I have finished NaNoWriMo 2011, my third; and now have over 200,000 words in a manuscript.
This past month I’ve been sequestered in the years 1811 to 1841: I have loved and lost for three characters; caught the square-rigged George Washington on the Waterloo dock bound for New York City; reread Shakespeare’s Merchant of Venice; played Portia and Antonio at the Theater Royale; mapped out a Glaswegian Street and peopled it with 1839 residents, the butcher, baker and yes, the spirit dealer. I have read documents on Scottish law for servants, merchants, and ne’er-do-wells and made a phaeton carriage.

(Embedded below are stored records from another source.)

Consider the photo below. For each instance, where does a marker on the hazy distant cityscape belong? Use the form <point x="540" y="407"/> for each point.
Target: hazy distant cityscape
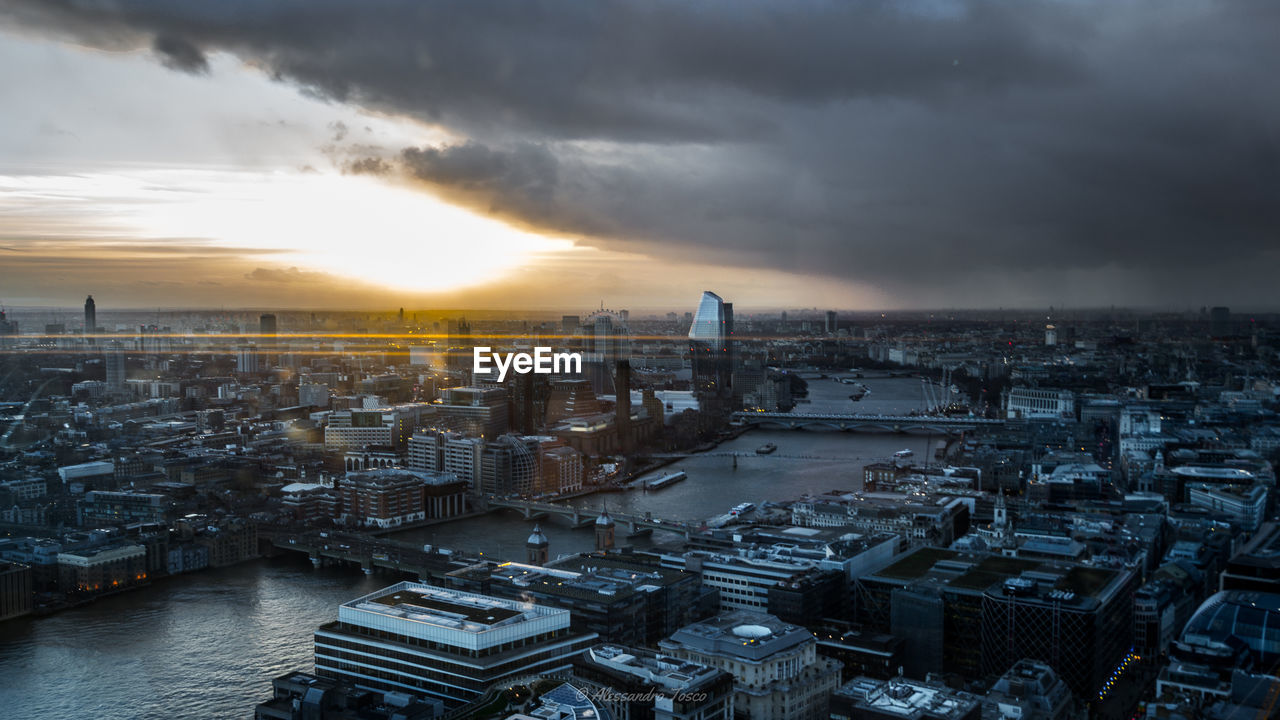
<point x="795" y="514"/>
<point x="639" y="360"/>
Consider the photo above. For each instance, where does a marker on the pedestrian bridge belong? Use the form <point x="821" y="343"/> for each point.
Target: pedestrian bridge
<point x="868" y="423"/>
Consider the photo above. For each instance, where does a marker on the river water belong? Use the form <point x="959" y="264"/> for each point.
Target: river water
<point x="208" y="645"/>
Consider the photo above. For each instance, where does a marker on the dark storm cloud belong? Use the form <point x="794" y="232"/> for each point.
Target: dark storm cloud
<point x="176" y="53"/>
<point x="949" y="151"/>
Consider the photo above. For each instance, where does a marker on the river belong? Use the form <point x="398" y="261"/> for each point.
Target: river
<point x="208" y="645"/>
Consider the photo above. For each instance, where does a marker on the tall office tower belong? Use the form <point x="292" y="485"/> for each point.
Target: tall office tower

I know something about the Glasgow abolitionists, merchants, playwrights, actors and tobacco lords. I have perused songs written in the early nineteenth century. I have read a novel on the Jamaica plantation system published in 1828. I better understand the Greek rebellion of 1820 and how it affected wee Cyprus and lunched with the British consul in Larnaka. I have studied Scot’s lingo in dictionaries and in podcasts. I have buried myself under stacks of memories, ancestry records and family folklore. So with that I am going to take a little break and mop my kitchen floor, finish my Anne Tyler novel, sell Usborne and Scholastic titles this Thursday, order books for that coming visit of David Schwartz in February, do mid-semester grades, and enjoy the holiday spirit.
Oh, to be a librarian, a writer, a dreamer, and editor. Within the year, this totie, wee thing will have more than a name and a soul.